As an efficient and powerful tool for cell type annotation, ACT possesses four key features: the simple input, the comprehensive and hierarchically organized marker map, the weighted and integrated cell type annotation method, and the rich and convenient graphical interfaces. In contrast to several automatic cell annotation methods and tools that take the whole gene expression profile and/or reference scRNA-seq dataset to perform cell type annotation [3,4,5, 46], ACT only requires simple lists of genes (e.g., top upregulated genes in each cluster) as input. It is very convenient for users to perform cell type annotation as the input genes can be easily obtained from differential expression analysis. The marker map that derived from expert manual curation contains a wide spectrum of hierarchically organized cell types and provides users with better annotation practices while requiring less expert knowledge. Using the marker map, cell clusters can be annotated at different resolution levels, and the prevalence of marker genes in it supplies the prior knowledge of literature-supported cell type annotations. By integrating the canonical markers where their usage frequency is treated as the weights and the ordered cell-type-specific DEGs that serve as potential markers, we proposed the WISE method to rapidly and precisely associate each input cell cluster with cell types in the marker map, during which this integration further boosts the accuracy of cell type identification. To further facilitate the annotation and alleviate the dependence on prior knowledge of cell types and markers, ACT offers rich and well-designed graphical interfaces and statistics, such as the summary table, interactive hierarchy map, word cloud showing the summarized marker prevalence, plots of gene expression, etc.
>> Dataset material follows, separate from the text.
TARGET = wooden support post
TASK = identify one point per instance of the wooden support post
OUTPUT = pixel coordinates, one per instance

In cases where cell clusters cannot be annotated by ACT, these clusters could be identified as potential novel cell types after the researchers have precluded the possibility of noise clusters or mixed clusters.

In summary, ACT, an emerging powerful tool for annotating cell types, will be widely used and more efficient as the studies of cellular heterogeneity using single-cell data surges, and more and more cell types and markers are reported. We will extend ACT to other single-cell data, such as scATAC-seq, and upgrade it with more functionalities and new features in the near future. We anticipate ACT could do well in both identifying cell types and providing more convenience to the scientific community in assigning cell identities.

Conclusions

In summary, we developed a knowledge-based resource, a corresponding method, and an intuitive graphical web interface for cell type annotation. And three case studies consistently showed that ACT assigned cell identities with high accuracy and precision and could provide more refined resolution and multiple levels cell annotation results, making the results comparable to expert manual annotation. We believe that ACT, as a powerful tool for annotating cell types, would be widely used and more efficient especially when the scale and volume of single-cell data continue to climb.